Work in a branch of the corpus. You may find yourself needing to create multiple branches, for example, one where you perform a first draft of the reorganisation that people can look at. Be careful in your naming conventions. If you have something like corpus-reorg and corpus-reorg2, people will (naturally) assume they should look at the latter (whereas maybe the second one was work in progress, whereas the the former was stable). If the corpus is in SVN, use SVN branches. Git-svn can track SVN branches as remotes.

Scripting

Script the reorganisation effort. Resist the temptation to move things around by hand. Instead, write a script that does these moves (using version control ops, so eg. git mv foo bar instead of mv foo bar). This provides a few things:

DUBIOUS Use script generation rather than writing the script by hand. This is a technique I used by accident.
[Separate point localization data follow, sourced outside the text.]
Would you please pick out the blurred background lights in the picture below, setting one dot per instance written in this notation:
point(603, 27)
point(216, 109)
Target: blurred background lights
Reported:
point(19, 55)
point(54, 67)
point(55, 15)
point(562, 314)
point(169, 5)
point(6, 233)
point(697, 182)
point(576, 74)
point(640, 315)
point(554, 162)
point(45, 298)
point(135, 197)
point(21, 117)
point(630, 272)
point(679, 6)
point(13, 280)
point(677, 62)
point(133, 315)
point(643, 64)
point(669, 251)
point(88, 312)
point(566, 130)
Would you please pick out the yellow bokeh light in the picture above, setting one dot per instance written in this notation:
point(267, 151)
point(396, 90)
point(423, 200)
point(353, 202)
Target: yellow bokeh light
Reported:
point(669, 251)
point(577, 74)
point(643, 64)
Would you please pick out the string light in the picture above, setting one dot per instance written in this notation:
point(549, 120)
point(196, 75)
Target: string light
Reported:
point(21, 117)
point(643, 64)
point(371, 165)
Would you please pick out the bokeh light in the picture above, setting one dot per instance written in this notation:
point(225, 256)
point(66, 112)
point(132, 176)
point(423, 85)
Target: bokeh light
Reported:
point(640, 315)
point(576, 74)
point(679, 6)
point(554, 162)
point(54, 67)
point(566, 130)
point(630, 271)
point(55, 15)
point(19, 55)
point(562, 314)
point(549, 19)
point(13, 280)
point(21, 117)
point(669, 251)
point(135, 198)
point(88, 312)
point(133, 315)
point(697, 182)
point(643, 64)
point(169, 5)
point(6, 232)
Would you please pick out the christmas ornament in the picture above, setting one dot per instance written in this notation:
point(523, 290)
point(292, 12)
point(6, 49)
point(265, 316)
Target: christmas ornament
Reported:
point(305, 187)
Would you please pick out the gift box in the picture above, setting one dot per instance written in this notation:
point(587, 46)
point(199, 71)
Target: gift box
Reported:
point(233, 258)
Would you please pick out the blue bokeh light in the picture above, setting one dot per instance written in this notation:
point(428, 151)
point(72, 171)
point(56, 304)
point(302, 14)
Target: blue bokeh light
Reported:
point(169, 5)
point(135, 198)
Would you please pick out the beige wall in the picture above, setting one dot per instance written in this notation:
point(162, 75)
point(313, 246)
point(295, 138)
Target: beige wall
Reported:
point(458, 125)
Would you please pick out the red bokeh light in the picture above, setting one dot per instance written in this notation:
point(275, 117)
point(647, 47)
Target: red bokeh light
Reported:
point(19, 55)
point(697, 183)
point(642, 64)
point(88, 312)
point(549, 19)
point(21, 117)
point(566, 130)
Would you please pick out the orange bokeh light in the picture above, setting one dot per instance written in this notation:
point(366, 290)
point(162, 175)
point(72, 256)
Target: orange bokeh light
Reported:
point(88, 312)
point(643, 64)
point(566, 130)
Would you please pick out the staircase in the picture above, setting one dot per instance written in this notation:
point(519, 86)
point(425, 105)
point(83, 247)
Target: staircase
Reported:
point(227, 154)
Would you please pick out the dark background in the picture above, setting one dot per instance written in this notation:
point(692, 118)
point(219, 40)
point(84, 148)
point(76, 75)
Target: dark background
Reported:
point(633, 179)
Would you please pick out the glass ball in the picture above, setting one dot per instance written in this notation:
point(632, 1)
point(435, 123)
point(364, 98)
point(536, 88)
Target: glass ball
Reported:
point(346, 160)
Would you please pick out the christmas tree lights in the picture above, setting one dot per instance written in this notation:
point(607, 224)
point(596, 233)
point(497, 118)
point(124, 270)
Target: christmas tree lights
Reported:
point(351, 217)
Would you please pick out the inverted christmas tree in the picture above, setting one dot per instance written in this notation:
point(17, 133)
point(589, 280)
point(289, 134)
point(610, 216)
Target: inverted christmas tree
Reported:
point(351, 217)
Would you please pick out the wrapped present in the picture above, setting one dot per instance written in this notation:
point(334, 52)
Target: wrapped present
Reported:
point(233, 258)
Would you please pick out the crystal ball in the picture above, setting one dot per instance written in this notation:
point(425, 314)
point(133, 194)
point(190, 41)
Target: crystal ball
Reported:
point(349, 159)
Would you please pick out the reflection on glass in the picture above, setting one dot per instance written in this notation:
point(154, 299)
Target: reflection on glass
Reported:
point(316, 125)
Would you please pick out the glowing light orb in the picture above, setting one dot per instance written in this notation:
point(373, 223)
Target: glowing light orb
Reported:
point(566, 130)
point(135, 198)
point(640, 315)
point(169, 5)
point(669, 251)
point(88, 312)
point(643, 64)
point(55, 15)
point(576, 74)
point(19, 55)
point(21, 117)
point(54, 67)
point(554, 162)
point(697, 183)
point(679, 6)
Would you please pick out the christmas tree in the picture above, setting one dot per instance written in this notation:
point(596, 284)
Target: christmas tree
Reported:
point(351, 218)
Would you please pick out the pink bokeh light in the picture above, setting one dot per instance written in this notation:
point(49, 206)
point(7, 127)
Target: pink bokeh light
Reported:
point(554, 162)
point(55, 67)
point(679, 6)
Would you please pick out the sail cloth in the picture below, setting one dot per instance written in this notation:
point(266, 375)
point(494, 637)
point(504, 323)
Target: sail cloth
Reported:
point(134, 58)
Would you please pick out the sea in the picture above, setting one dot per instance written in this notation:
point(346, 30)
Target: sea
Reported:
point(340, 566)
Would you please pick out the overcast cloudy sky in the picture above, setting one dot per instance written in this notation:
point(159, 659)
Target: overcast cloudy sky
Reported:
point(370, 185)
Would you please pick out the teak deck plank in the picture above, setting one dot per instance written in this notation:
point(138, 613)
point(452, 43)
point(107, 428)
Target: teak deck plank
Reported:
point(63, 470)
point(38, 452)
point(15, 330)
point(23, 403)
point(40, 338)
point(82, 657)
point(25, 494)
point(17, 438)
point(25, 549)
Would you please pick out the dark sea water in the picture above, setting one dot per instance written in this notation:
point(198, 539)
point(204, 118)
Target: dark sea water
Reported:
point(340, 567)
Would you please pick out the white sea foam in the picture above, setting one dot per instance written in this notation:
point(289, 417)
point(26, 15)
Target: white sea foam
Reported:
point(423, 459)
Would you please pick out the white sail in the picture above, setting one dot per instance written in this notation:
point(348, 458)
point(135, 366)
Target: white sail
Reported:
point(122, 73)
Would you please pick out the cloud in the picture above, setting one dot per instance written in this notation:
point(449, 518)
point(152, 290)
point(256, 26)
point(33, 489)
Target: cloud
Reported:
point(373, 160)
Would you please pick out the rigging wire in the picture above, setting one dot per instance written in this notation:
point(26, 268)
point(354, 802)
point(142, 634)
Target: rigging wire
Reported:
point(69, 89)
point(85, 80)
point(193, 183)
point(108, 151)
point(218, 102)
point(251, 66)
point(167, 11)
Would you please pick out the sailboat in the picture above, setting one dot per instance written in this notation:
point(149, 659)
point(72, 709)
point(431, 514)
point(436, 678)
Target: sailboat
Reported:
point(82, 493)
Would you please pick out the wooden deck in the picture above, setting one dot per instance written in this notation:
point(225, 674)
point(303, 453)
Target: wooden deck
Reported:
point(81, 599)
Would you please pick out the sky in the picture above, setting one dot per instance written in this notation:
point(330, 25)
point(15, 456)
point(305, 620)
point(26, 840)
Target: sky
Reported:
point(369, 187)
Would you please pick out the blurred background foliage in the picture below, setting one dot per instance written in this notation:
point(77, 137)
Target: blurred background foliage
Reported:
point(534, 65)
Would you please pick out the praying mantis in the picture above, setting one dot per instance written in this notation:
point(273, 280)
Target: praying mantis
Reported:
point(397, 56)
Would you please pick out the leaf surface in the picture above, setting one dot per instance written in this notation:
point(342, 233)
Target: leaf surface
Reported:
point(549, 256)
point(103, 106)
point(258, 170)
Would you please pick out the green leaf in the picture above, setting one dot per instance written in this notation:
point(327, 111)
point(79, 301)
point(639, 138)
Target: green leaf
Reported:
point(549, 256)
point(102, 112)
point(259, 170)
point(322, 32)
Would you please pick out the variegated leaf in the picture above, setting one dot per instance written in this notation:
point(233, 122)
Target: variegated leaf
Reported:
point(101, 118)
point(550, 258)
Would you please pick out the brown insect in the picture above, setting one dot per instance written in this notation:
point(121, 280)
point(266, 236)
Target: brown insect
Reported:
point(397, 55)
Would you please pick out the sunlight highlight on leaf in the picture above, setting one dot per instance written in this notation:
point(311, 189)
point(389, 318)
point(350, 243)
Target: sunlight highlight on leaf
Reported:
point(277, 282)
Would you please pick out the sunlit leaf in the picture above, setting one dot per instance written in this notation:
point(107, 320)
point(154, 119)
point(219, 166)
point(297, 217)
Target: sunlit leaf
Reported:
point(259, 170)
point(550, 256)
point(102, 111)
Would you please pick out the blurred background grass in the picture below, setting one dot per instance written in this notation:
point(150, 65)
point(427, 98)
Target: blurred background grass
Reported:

I started the work in Python (as a way of getting to grips with the language), and initially had it in mind to have a --dry-run mode which emitted a log of things it would do, and a live mode which actually did the moves. Somehow the dry run mode evolved to being the real deal, that my workflow was to use my Python script to generate a shell script.

I’m not exactly proud of this, but I think one reason I had this two layer approach is that it allowed me to differentiate my high-level work from the low-level nitty-gritty operations behind them. The thing is that you need to be able to study the log of low-level operations to see if they make sense. It’s also reassuring to be able to save the generated script in version control, as in “this is the actual set of operations I executed when I did the move in r3810”

The downside to this approach is that it can be difficult to reason about. Your script generation code is navigating the file structure and generating a script that manipulates the file structure. So you need to keep in mind that the script generator does not see any of the manipulations. If you generate code to rename a directory, you’re not actually renaming the directory. Likewise, you also need to keep the opposite thing in mind when thinking like the generated script. This difficulty in two-layer reasoning probably makes it not worth the trouble.